En fin, yo mismo he recibido originales de individuos que se creen sublimes estetas del verbo y he perdido tardes enteras sanando sus maltratadas sintaxis y refrescando las más elementales normas de puntuación. Al fin y al cabo, ¿para qué quieren conocer la gramática, si ya tienen pinches, como mi propia personita, que les salvan los muebles? Yo sólo conozco el terreno literario-periodístico, pero si el panorama es extrapolable al resto de las artes, me pensaré muy mucho entrar en celebrados edificios vanguardistas, no vaya a ser que su autor haya olvidado las reglas de la resistencia de los materiales y todo su genio se me venga encima. Javier Marías, cuya efigie no figurará precisamente junto a la de Nebrija, se hacía eco hace poco de las quejas de sus amigos correctores y traductores editoriales, que reciben unos textos que dan asco. Si a ellos se deben los escasos errores que encuentro en los libros que leo, chapeau, y les transmito mi solidaridad más profunda, pues la de corrector es una de las tareas más ingratas del mundo impreso, pero una de las más necesarias. Hay veces en que me cojo tal cabreo ante algunos monumentos literarios depositados en la bandeja de entrada de mi correo, que archivo el original con ánimo de venganza. Como alguna vez tenga un problema con este tipo, se lo voy a restregar por su satisfecha jeta de cemento, pienso. Menos mal que siempre olvido dónde archivo los papelotes.
El desprecio por la técnica, por el amor callado al oficio, y por el ciudado y el mimo es marca de fábrica del siglo XX. En parte, es una reacción natural que responde a una sana actitud punk, pero ha sido legitimada por una industria que lo quiere todo y lo quiere ya, lo que termina siendo un fermento propicio para el fraude y los aprovechados. Sólo espero seguir teniendo la suficiente intuición para descubrir entre líneas lo que merece la pena de lo que no es más que puro humo. Lo tengo jodido, ¿verdad? Para empezar, Sergi Arola se puede ir olvidando de mí en cualquiera de sus miles de restaurantes. Al menos, hasta que aprenda a hacer un caldo. He dicho.

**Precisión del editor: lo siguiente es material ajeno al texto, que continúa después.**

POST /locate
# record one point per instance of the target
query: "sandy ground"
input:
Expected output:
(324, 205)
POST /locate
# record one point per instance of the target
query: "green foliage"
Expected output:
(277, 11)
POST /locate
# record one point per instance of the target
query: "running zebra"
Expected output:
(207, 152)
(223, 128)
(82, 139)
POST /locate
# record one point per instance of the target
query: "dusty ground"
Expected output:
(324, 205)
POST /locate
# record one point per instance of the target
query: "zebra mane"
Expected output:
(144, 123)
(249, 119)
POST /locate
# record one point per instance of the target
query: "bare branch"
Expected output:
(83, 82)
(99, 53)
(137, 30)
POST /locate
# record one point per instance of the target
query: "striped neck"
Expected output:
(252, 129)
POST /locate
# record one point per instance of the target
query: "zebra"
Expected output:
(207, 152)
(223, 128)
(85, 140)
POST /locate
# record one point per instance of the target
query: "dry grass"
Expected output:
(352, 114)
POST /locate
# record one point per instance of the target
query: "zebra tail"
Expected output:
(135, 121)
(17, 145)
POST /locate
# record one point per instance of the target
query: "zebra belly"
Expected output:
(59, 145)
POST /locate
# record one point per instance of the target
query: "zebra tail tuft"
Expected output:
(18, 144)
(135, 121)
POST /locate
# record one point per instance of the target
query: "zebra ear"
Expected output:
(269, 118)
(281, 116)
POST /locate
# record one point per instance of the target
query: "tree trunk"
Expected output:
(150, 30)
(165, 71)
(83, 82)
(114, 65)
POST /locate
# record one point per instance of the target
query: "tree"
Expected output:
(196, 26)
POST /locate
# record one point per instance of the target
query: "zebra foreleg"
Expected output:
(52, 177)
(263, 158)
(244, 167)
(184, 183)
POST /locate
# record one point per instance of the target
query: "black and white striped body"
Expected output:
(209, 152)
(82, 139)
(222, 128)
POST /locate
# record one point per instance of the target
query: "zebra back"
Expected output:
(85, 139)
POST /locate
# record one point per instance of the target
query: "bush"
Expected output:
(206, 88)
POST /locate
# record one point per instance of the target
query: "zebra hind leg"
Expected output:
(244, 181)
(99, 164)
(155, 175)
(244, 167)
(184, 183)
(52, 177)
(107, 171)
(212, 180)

INCOHERENCIAS SUBVENCIONADAS

Hay algo que no termino de entender en la carta abierta de María Giménez a la ministra de Cultura. Por un lado, dice que la "limosna" de 30.000 euros que ha recibido del Estado es tan pacata que le va a obligar a cerrar su compañía de ballet clásico. Por otro lado, define su empresa como "una realidad que llena teatros y recibe calurosas críticas y felicitaciones". Me lo expliquen: puedo entender la necesidad de una magna subvención si -como les sucede a tantos y tantos grupos musicales, teatrales y de danza de este país- su público se reduce a sus papás, sus primos hermanos y la taquillera que se lima las uñas mientras bosteza. Pero, si, según propia confesión, Giménez "llena teatros", ¿para qué diantres quiere una subvención? ¿Es que el público no paga la entrada? A lo mejor, lo que necesita son guardias jurados que obliguen a los espectadores a pasar por taquilla antes del espectáculo. Hay mucho colón suelto y mucho periodista con acreditación que se apunta a un bombardeo.
En fin, pero en asuntos culturales hay que andarse con ojo, porque sucede algo parecido a lo de los israelíes con el antisemitismo: en cuanto alzas una palabra en contra del clientelismo y de la simonía dominantes, se te echan encima, tachándote de cerdo analfabeto que quiere que la cultura se pudra. No, señores, no quiero eso, ni mucho menos. Ni siquiera deseo la desaparición del ballet de María Giménez, aunque yo no vaya a verlo. Lo único que pido -como contribuyente- es un poquito de coherencia. Acusar al ministerio de "boicot" por no conceder la subvención solicitada me parece, por lo menos, excesivo y un punto paranoide -amén de insultante para todos aquellos que ni siquiera huelen el dinero público-. Pero qué sé yo. Aquí debajo tenéis la carta completa que ha enviado a la prensa la bailarina, para que juzguéis vosotros mismos. Mientras la leeis, voy a redactar una indignada misiva a Carmen Calvo para decirle que su subvención por el blog no me da ni para pipas. De hecho, no me da ni para un vaso de agua, y yo me desgasto mucho los dedos tecleando. A ver si me financian un dedal o algo, que para labor cultural, la mía y la de mis colegas. Ah, y si María Giménez no quiere los 30.000 euros porque le saben a poco, que me los dé a mí, que con esa pasta le pongo yo unos remates dorados a esta página, contrato a un negro que me escriba y me financio un crucero para recabar anécdotas que den contenidos nuevos al blog. Fíjese usted por cuántos conceptos puede darme subvenciones: creación de puestos de trabajo, embellecimiento de internet y difusión de los placeres del mundo entre el vulgo hispano. Traiga para acá esos eurazos, que yo pondré el arte, señora ministra.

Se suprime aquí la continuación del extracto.